COLLINS: Right. OK. How about green tea? Does it lower cholesterol? True or false?

COHEN: OK. What do you think? It actually does. It does lower cholesterol. There have been some studies in the "Annals of Internal Medicine" that shows that green tea does lower cholesterol quite a bit, about a 16 percent reduction of the LDL, that's the bad kind of cholesterol that you don't want to have. That's because green tea is rich in flavonoids. That's what makes it powerful.

COLLINS: More flavonoids.

All right. Eucalyptus aroma therapy opens up your sinuses?

COHEN: Well, it turns out a lot of people feel this way when they did studies. But it doesn't actually open up your nose. It doesn't open up your passages.
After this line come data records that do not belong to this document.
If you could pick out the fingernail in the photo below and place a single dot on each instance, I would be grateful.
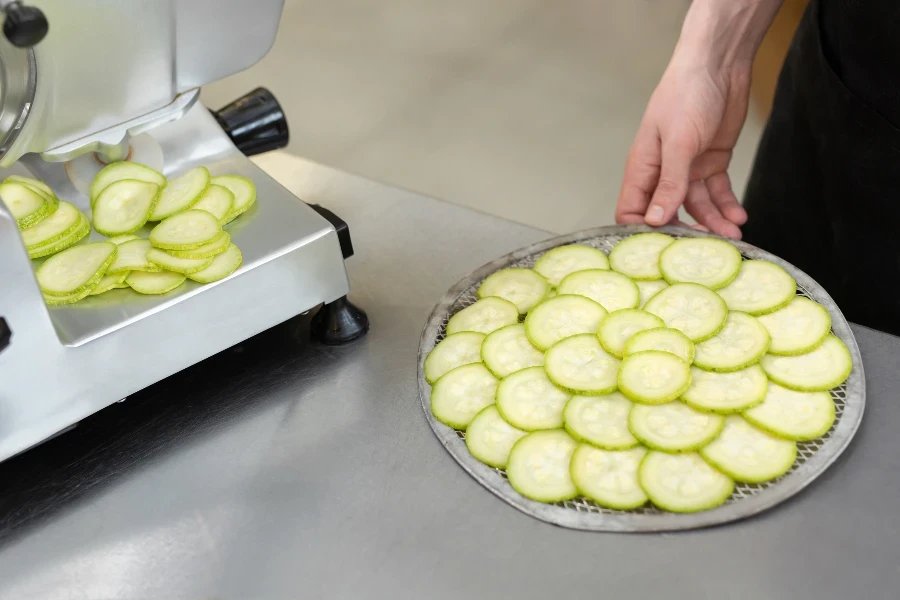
(655, 215)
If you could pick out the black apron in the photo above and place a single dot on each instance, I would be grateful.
(824, 192)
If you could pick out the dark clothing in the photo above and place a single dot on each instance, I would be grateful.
(824, 193)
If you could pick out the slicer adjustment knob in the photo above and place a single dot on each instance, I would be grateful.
(25, 26)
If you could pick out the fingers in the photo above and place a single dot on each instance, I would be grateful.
(719, 186)
(677, 154)
(700, 206)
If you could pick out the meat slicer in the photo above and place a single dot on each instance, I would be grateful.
(90, 82)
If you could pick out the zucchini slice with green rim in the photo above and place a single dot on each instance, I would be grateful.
(637, 256)
(124, 170)
(244, 192)
(746, 453)
(683, 483)
(741, 343)
(484, 316)
(613, 291)
(617, 328)
(124, 206)
(508, 350)
(798, 327)
(663, 339)
(186, 230)
(653, 377)
(580, 365)
(759, 288)
(555, 264)
(648, 289)
(463, 348)
(673, 426)
(523, 287)
(726, 393)
(601, 421)
(710, 262)
(822, 369)
(692, 309)
(609, 477)
(490, 439)
(222, 266)
(461, 394)
(161, 282)
(529, 401)
(75, 269)
(217, 200)
(798, 416)
(181, 193)
(560, 317)
(538, 466)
They actually checked, it didn't change the nasal mucosa when people inhaled it. But it did make them feel better. And that's important. And lavender, they found when people inhaled that, sometimes it made them sleep better.

COLLINS: All right. St. John's Wort lessens the effect of birth control pills. True or false?

COHEN: That one, unfortunately, is true. St. John's Wort is a very popular drug, one of the top five -- very popular herb rather -- one of the top five. And it can reduce the effectiveness of birth control pills, so be very careful if you're on the pill and taking that particular herb.

COLLINS: Elizabeth Cohen, thank you.

COHEN: OK. Thanks.

COLLINS: Want to go back now to Anderson once again in London -- Anderson.